From the Introduction

Despite its lip service to secular ideals, Indian cinema in general has contributed significantly to the celebratory construction of Hindu nationalist discourse. It has done so by reviving precisely those tenets of social organization and gender politics which have been invoked by the nationalist discourse and which are derived from Hindu mythology. It is notable, however, that a specific genre within Indian cinema—the Muslim film—reverses the binarism of Hindu and Muslim identities. This genre represents the Muslim not as masculine, fundamentalist, and separatist, but rather as feminine, exotic, and seductive. This apparent anomaly has been explained by Faisal Devji in his recent essay, “Hindu/Muslim/Indian.” Devji argues that the latter “benign” construction of the Muslim in popular texts fulfills a dual function for Hindus. First, it counters the putative threat of the Muslim, who is commonly viewed as the “enemy within.” Second, the representation of the Muslim woman as a figure of romance in literature and film “elicit[s].. pleasure in the shape of a rape fantasy.” Devji reads this fantasy as a mock punishment meted out to the Muslim whose presence not only reactivates the painful memory of the partition, but who is also believed capable of re-enacting that violent history….

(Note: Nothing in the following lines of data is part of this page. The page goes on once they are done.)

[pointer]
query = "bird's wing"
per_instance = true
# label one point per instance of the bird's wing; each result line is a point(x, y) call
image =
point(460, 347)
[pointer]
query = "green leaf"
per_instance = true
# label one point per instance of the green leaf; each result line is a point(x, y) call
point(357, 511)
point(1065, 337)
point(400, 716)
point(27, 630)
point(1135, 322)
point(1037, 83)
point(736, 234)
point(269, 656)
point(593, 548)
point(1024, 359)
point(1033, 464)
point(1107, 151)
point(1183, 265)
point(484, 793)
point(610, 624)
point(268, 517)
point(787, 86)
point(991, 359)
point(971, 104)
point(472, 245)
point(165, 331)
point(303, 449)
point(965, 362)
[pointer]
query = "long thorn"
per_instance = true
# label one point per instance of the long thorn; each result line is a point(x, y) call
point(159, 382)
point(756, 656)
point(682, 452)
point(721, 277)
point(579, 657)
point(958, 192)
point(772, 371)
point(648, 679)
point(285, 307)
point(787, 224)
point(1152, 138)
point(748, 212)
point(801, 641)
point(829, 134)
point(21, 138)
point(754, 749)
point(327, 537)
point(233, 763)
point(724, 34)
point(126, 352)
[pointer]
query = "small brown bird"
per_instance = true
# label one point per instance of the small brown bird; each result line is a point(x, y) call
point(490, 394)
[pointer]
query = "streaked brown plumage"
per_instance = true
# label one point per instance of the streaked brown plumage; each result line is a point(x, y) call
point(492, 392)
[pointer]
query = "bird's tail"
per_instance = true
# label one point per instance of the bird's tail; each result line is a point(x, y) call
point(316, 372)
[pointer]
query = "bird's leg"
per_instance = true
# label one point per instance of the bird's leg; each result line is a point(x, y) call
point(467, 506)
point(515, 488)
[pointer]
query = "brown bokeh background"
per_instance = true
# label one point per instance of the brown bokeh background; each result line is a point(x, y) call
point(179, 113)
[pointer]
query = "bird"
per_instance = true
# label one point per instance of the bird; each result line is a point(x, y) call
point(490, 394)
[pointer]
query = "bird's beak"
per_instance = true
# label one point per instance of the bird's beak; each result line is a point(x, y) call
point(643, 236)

I shall extend Devji’s argument by illustrating that, in a specific subgenre of the Muslim film—the tawaif or courtesan film—not only does the representation of the Muslim woman as a tawaif seduce her Hindu audiences (by, in effect, “asking for” her rape), but the focal point at which this occurs is during certain key scenes in which the tawaif unveils herself to the pro-filmic and, by extension, to the film audience. What Devji’s argument does not address is the popularity of the tawaif film with its equally devoted Muslim audience. Nor can the argument that the film extracts a public confession from the Muslim imaginary for the internalized “guilt” of being different within an aggressive homogenizing national culture, explain that appeal.

I will argue via Pakeezah and Umrao Jaan that the tawaif film interpellates “Hindus” and “Muslims” into different subject positions by employing different textual strategies.